The back end was in chaos, filled with messages asking, 'Is the black swan back?' and 'Should we quickly cut losses?' But to be honest, this drop is not an unexpected event; it is the simultaneous force of three hidden 'funding undercurrents' that twisted market liquidity into a 'twisted doughnut.' As a veteran who has been watching the crypto market for eight years, I will dissect the logic behind this today, helping everyone turn anxiety into opportunity.

First undercurrent: The 'siphoning effect' of the government bond market

Recently, the biggest 'suction pump' in the global capital market is undoubtedly the issuance of government bonds. With over 100 billion USD of government bonds being sold intensively in a single week, this is not just a simple financing operation, but a significant increase in the benchmark for 'risk-free returns.' Capital is always profit-seeking, and as the yields on stable government bonds continue to rise, the hot money that was originally 'lying flat' in the crypto market will naturally turn to this 'guaranteed profit' field.

It's like having some money in hand, with one side being crypto assets that could skyrocket but also plummet, and the other being government bonds that guarantee principal while offering decent interest. Many short-term funds will certainly choose the latter. The crypto market lacks this part of 'live water,' and once selling pressure comes in, it easily leads to 'volume-less declines,' causing many friends' holdings to be 'passively collapsed.'

Second undercurrent: The Federal Reserve's 'expectation adjustment'

The market has been immersed in the dream that 'the interest rate cut cycle is about to begin,' and many people leveraged their positions to bet on the market. However, last week's statement from the Federal Reserve poured cold water on the market—'Current inflation levels still need observation; there is no rush to cut rates.' This statement seems mild, but in reality, it issued an 'eviction order' to leveraged funds.

What high-leverage players fear most is the reversal of expectations. Once they feel that interest rate cuts are hopeless, closing positions and cutting losses become instinctive reactions. A large number of liquidation orders come crashing into the market like a snowball, forming a 'stampede exit.' This is also why many coins fall without resistance; it's not that the assets themselves have issues, but rather a chain reaction caused by a short-term break in the funding chain.

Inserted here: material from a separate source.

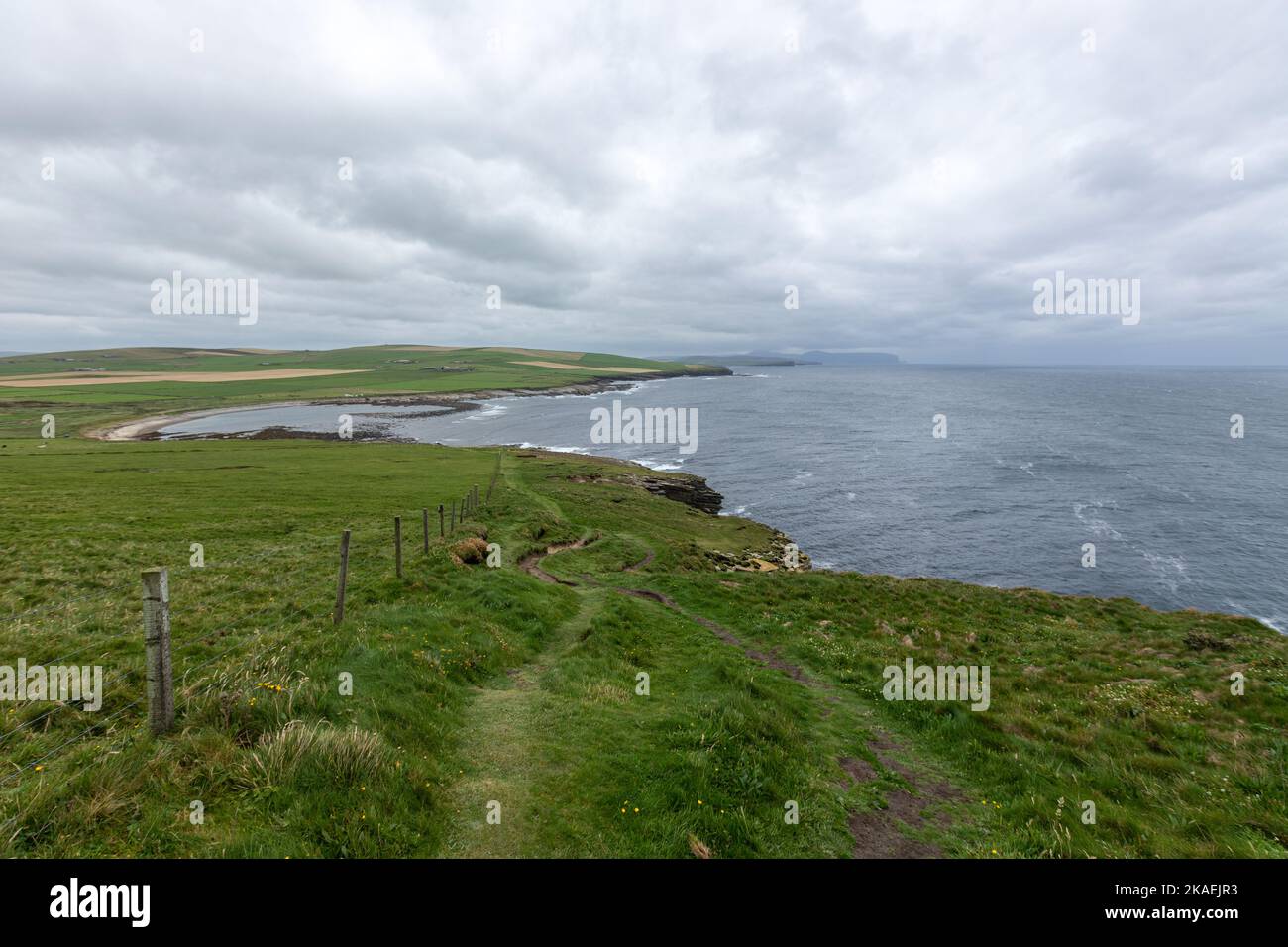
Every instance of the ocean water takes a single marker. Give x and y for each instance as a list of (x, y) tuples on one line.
[(1035, 463)]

Third undercurrent: 'Temporary tension' in short-term liquidity

Another easily overlooked point is the short-term liquidity fluctuations in the interbank market. Recently, the overnight borrowing rate suddenly spiked, indicating that some financial institutions are experiencing 'temporary cash shortages.' When banks themselves are busy finding money to rotate, there is naturally no excess funds flowing into the crypto market through various channels.

The market is like a pool of water; with no new water coming in and old water flowing out, the water level naturally declines. However, this liquidity tension is often temporary; once interbank funding eases, this pressure will quickly dissipate.

The three most important things to do right now:

  • Don't panic sell: Many coins have already fallen to the lower edge of the previous fluctuation range. Selling at the bottom is more terrifying than missing out; missing out might just mean no profit, but panic selling is a real loss of capital.

  • Hold cash tightly: Adjust your position to a risk level you can accept, leaving enough 'bullets' to act once stabilization signals appear.

  • Stay alert for signals: Focus on three indicators—whether government bond yields fall, whether Federal Reserve officials release easing signals, and whether interbank borrowing rates return to normal. As long as two of these three signals improve, the market is likely to stabilize.

As for the bottom-fishing targets, my suggestion is to focus on the top 10 mainstream assets by market capitalization. These targets have been tested by the market for a long time, and their resilience and rebound ability are far stronger than that of small coins. Once signals are clear, do not go all in at once; enter in 3-5 batches to control risk while not missing out on the rebound.

In fact, the crypto market has always been about 'fear creates opportunities, greed destroys wealth.' The more panic there is in the market, the more one must remain calm. Those who panic-sell in a crash not only lose their chips but also sacrifice their entry tickets for the next round of market movements.